Usually cancellations must be done in writing, 30 days before the contract expires or 30 days notice, or they continue to deduct, as the contract renews itself every month.

They make you sign this large form with tiny writing with all the terms and conditions which most of us do not read.

I am sure one of our resident members will shed more light on this.

What pees me off with these corporates is that when you don't pay a they suspend your account, but it does not stop them attempting to clean you out.

----------


## Tichman

Thanks a lot for shading some light , on this matter . So does this means I have to pay the amount of money that has been accumulating,

----------


## Justloadit

> Thanks a lot for shading some light , on this matter . So does this means I have to pay the amount of money that has been accumulating,


You will have to get a copy of the original document to see the Terms and Conditions.

----------


## Dave A

The age old adage is "he with the biggest pile of paperwork wins".
So let's see what you've got.




> I phoned them to cancell the contract and they said they would get back to me.


Do you have the date, time, who you spoke to, and a reference number for that call?




> After a while the money rose from R1.000 to  R8,000 and now I have been given 10days to respond to their attorneys .


Did it just jump in one go, or were there regular statements?
What is the additional R7000.00 for?
What have you done between when you first called to cancell and now to follow up?
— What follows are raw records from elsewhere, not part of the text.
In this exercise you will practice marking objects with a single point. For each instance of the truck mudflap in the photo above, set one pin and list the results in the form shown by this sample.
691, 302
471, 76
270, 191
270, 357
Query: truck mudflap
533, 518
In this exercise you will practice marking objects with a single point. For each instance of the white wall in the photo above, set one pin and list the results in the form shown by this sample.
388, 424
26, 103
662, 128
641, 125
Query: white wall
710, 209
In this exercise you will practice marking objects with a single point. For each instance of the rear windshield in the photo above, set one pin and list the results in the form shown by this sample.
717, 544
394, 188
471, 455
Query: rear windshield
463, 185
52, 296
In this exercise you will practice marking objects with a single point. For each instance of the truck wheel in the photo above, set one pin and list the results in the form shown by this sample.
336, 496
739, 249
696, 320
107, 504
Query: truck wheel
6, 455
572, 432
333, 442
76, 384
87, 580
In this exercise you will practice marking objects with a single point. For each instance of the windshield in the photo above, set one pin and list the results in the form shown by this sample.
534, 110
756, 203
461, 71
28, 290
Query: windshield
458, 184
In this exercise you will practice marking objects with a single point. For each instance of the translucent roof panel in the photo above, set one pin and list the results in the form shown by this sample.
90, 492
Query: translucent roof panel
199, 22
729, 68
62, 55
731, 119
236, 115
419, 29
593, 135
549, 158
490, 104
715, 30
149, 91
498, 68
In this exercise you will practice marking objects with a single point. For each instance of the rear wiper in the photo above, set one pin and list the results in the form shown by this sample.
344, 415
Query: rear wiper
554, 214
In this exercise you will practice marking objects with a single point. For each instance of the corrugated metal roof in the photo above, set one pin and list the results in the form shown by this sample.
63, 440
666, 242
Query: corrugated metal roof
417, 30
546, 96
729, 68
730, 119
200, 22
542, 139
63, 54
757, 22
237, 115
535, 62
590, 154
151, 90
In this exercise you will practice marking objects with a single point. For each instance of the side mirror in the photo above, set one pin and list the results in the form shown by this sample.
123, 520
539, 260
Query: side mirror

> Any ideas , Am I protected by (CPA) , the fact that I phoned and asked for cancellation does that count .


It certainly would if you can show you completed the cancellation process, and it's an administrative error on their part, and you acted timeously when you discovered their administrative error...




> I saw somewhere in the CPA that I cannot be charged extra after requesting a cancellation.


It's quite a long Act. Could you be more specific by at least giving the section number, please.

Hopefully that gives you an idea of how prepared you are to fight this.

My advice - speak to their attorneys.

----------


## EAB

Problem is they lose their paperwork somewhere between the branches and headoffice, different cell service provider. 

I changed my bank details on their paperwork as per their regulations. I left just enough in the old account for some of the debit orders that I didn't manage to change. They where the first to take the money from the account resulting in the other debit orders being returned, costing be fees, late payment penalties etc just because they didn't change the banking details.

I then went to the branch and gave them the time and date when it was done, because I wanted to recover some of the charges from them. Their response was that they saw it was faxed to head office and that they are requesting the paperwork. I waited an hour and they said head office can't find the paperwork and there is nothing they can do. So they confirmed the date and time where they faxed it, but can't trace the paperwork afterwords and then I had to just leave the issue. 

If you sign a document, get copies of i no matter what, might save you time and money in the end.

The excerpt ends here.